Making CI pipeline for Explainer.js

This week we I made a CI pipeline for my Explainer.js. Since I have different scripts set up over the last few weeks it was fairly simple.

Setting up CI in Explainer.js

First set to setting up CI pipeline is adding a YML file in the .github/workflows directory. I used the default version of the node.js CI template from GitHub but with some changes. First I made a draft PR with the default options. Then I pulled the branch and made several adjustments. I changed the name, broke the build job into three separate jobs. Build to install node and then lint-and-format and finally test to run the tests. I also used needs keyword to skip the next job so if the previous one fails it will skip the next one. So, if node set up fails it will not run lint-and-format and if lint-and-format fails it will not run tests. Which did happen a few times because my index.test.js was not set up properly so I had to make a small fix by passing the test-api-key via argv for it to run. It was running fine locally because I have a .toml and .env set up already. Setting up lint-and-format was fairly easy since I run the script when I try to commit locally so it automatically formats my files. I made changes to the default YML file according to my needs of my project. And It works pretty good! Check it out.

Working in DocBot

I worked on DocBot. Although the project is in JS, this project uses a different testing framework called vitest which is jest compatible. One thing I immediately noticed how fast it was compared to just jest. And the terminal output is super polished. Making working on the issue a quite enjoyable. I worked to make file.test.js test suite OS agnostic. I ran it in my WSL termial which ran fine but it did not run in cmd.exe.
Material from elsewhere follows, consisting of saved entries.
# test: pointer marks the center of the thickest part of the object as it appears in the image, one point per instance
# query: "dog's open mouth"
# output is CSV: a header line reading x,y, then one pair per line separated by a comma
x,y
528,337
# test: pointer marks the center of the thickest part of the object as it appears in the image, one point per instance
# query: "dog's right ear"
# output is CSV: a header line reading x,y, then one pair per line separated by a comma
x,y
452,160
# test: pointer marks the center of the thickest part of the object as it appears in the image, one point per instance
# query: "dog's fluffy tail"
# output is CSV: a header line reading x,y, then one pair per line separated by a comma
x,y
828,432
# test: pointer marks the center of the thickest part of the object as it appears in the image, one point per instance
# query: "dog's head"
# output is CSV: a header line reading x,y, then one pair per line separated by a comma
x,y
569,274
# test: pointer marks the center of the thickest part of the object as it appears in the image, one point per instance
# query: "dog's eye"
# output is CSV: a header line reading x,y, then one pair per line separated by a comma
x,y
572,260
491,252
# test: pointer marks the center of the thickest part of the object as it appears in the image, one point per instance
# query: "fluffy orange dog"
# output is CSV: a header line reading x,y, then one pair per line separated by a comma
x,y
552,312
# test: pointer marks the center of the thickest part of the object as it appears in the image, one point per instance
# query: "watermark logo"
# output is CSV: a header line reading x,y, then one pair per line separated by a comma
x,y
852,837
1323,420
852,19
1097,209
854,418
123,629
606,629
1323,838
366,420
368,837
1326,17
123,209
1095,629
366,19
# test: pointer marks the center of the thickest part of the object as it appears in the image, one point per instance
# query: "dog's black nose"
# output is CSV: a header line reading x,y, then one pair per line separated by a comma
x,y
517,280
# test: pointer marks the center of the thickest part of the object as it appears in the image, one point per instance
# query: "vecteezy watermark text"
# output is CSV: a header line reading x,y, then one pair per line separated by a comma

I immediately noticed now the expected path structure was different. Something I came across when I finished writing my tests in explainer.js last week. I use WSL by default but I rememebered not everyone has it so I ran it in cmd.exe and I had the same issue for the tests I wrote in FilePathResolver.test.js so I had to fix it. So, it is easy to overlook running the terminal in different os when using the default setup vscode terminal. So after some trial and error I fixed it and made my PR.